Image: Spider-Man: Into the Spiderverse (2018)

In my closet, there is a binder bursting with notes and handouts—pages of calculus notes, a chemistry doodle that I taped in the front, meticulous notes from many English college classes. For some reason, I had kept nearly every handout from my eleventh grade religion seminar class: half a year on ethics and half a year on theory. I rifled through Plato’s Republic and Euthyphro, works from John Calvin, excerpts from Bernard of Clairvaux on Song of Songs, a chapter from Technolopy by Neil Postman—all covered in notes from class.

Nearly all of what I gleaned from those articles have fallen through the sieve of my mind, which is likely why my college-aged self saved those printouts, but what hasn’t left me is what I realized in my senior year. There was a moment in my senior year when I realized, Hey, all of my opinions are just what adults are telling me. Our religion teacher would present one point of view, and I’d agree with it, and then he’d present another, and I’d agree with it as well.
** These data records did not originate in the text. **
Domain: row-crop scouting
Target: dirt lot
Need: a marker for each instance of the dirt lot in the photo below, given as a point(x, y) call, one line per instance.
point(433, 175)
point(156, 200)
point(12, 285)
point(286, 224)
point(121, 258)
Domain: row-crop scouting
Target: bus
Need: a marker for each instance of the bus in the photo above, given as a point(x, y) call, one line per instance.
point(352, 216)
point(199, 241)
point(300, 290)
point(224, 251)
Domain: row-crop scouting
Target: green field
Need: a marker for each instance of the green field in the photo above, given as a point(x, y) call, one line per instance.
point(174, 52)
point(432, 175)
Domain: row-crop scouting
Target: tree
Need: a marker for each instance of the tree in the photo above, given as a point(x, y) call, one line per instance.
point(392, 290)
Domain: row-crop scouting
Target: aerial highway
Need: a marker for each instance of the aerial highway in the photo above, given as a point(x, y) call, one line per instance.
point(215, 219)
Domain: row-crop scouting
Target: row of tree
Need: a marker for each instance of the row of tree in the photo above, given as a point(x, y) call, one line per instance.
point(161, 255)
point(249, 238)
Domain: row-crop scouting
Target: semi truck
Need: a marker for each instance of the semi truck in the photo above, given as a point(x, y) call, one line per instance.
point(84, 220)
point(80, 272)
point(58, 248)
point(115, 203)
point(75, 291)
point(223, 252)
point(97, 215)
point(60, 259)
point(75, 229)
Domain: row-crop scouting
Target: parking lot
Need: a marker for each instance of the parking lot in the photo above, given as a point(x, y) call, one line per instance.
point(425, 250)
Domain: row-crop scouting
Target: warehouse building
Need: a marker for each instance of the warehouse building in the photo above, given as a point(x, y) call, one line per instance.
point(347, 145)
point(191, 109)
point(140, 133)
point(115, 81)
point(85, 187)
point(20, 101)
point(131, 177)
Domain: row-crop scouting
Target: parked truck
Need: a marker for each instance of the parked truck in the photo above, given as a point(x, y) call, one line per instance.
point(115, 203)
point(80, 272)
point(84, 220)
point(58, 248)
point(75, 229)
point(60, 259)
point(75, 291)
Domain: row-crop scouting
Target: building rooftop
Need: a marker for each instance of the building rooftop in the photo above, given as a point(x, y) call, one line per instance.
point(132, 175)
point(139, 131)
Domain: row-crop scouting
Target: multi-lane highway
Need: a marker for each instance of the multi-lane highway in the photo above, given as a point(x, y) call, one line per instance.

The story I have told myself is that I saw the issue in high school and learned to think critically for myself in college, perhaps to justify the time and money poured into my degree. Now, as an adult, I have my own positions on things like politics and ICE and artificial intelligence and the economy. Except, I’m not sure I do.

In his comeback video, YouTuber D’Angelo recontextualizes a situation in 2024 where he dealt with severe backlash on a previous video for not bringing up a boycott against Starbucks based on the company’s involvement in Israel. In reflecting on this situation, he sees this backlash as a larger trend of how people are consuming content online in a TikTok world: looking at a headline, looking at other people’s comments, and then diving straight to moral outrage and attacking the other person. A lot of the comments talked about the holier-than-thou posturing, but one comment focused on realizing that all of their opinions were just the opinions that they co-opted from people on the internet.

This isn’t necessarily a bad thing. We have books and podcasts and conversations and YouTube videos for a reason: we learn from each other, and we change and grow according to what we learn. But this person, similar to me and similar to many others today, realized that they are just taking other’s opinions wholesale, which is a recipe for confusion and disaster.

This commenter went on to talk about how you need to do research about topics online rather than just believing what is presented to you, but I am a worse person than this commenter. When I think about trying to drill down on topics that I’m conflicted about, which these days is mostly AI, which I can’t seem to stop bringing up at dinner parties, I get exhausted before I even start.

Hank Green comes to my rescue, from the past, in his video “Is Weed Worse than Gambling? (Challenging My Biases).” He does some things that I am unable to do, like quickly solicit thousands of opinions from social media about the topic, but the simplicity of Green pulling up a Google Doc and writing down four reasons for why he thinks weed is less harmful than gambling and then verbally processing through both his thinking and other’s points was enormously charming, and enticing to me. 

Most of the time, my opinions are piggy-backing off of others’. I absorb from my social media feed, the bits of news that trickle in, NPR podcasts, and the people around me. But I can easily see myself falling into the moral outrage bait that lurks in many comment sections, and the lure of AI thinking for you gets more potent day by day. If we are already at the point of asking ChatGPT to come up with our New Year’s resolutions, what kind of world will I be teaching in five years down the line? 

If I have a snowball’s chance in hell to prove to my students that they need to be able to write and think for themselves, it’s time to start putting a little more effort and awareness into my own mental defenses.